Secondly, it has been hard to demonstrate withdrawal effects upon cessation of activities which indirectly stimulate reward pathways, and this makes it harder to argue that they produce neuroadaption, which the pharmacological model sees as a common condition produced by drug addiction. Custer (1982 in Dickerson 1984) present one of the few exceptions to this. He reported that if gamblers had just stopped betting prior to hospital admission, it was not uncommon for staff to observe withdrawal symptoms similar to opiate withdrawal. He suggested however that these could have been due to sleep starvation. Wray and Dickerson (1981 in Dickerson 1984) also document withdrawal symptoms in gamblers. However their study was based on self-reports from gamblers attending Gamblers' Anonymous, who presumably recounted to each other at the start of each meeting how bad they had felt while gambling, and when they couldn't afford to gamble. Further the study was retrospective, which calls into question the reliability of the gamblers' memories. There are of course some addictive drugs which produce minimal withdrawal symptoms (such as "crack" cocaine). I should not be mistaken for asserting that withdrawal symptoms are a necessary condition of addiction.

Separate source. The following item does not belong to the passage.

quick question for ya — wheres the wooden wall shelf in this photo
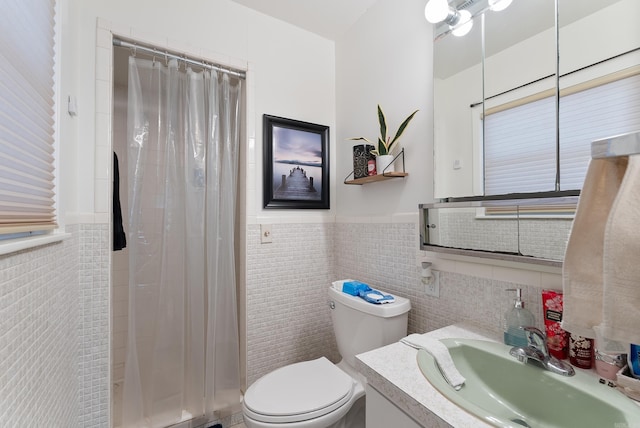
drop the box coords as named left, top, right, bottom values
left=344, top=149, right=408, bottom=185
left=344, top=172, right=408, bottom=185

Thirdly, we may note that when Walker writes : "in so far as an activity causes pleasure, we may assume it does so by activating the same neural system as addictive drugs" what he is implying is that these activities are repeated by the individual because they produce positive affect. Walker (1988) notes that gambling is probably not maintained by positive affect, but rather feelings of control and self worth. These are created because the gambler (mistakenly) believes that he/she has won at a game of skill, and not chance. However in discussing the theory of psychological dependence above, I noted that although it is commonly positive affect produced by the activity which maintains dependence, "the fulfilment of a psychological need" will also serve this purpose. And the need to experience feelings of self worth fits this criteria. However I have already noted above that this type of process is best considered psychological dependence rather than addiction.
One point which bears further consideration is whether or not psychological dependence has a physiological basis. In my opinion it is wrong to speak of the psychological as if it were distinct from the physiological, as some authors do. Rather, what I am trying to argue is that the specific physiological mechanisms that lead to psychological dependence differ from those that lead to addiction. Of course this does not mean that the two cannot occur together, or that psychological dependence cannot increase the strength of an addiction and vice-versa.
In summary, I believe that behaviours such as repeated running, exercising, sex, consumption of food, gambling, leisure activities such as gardening, and love represent a functionally different process to addiction to substances. Simply labelling people who lose control over the amount of time and resources that they spend at these activities as addicts, and their behaviour as "addiction" both fails to help them, and creates confusion in the attempt to better understand these processes.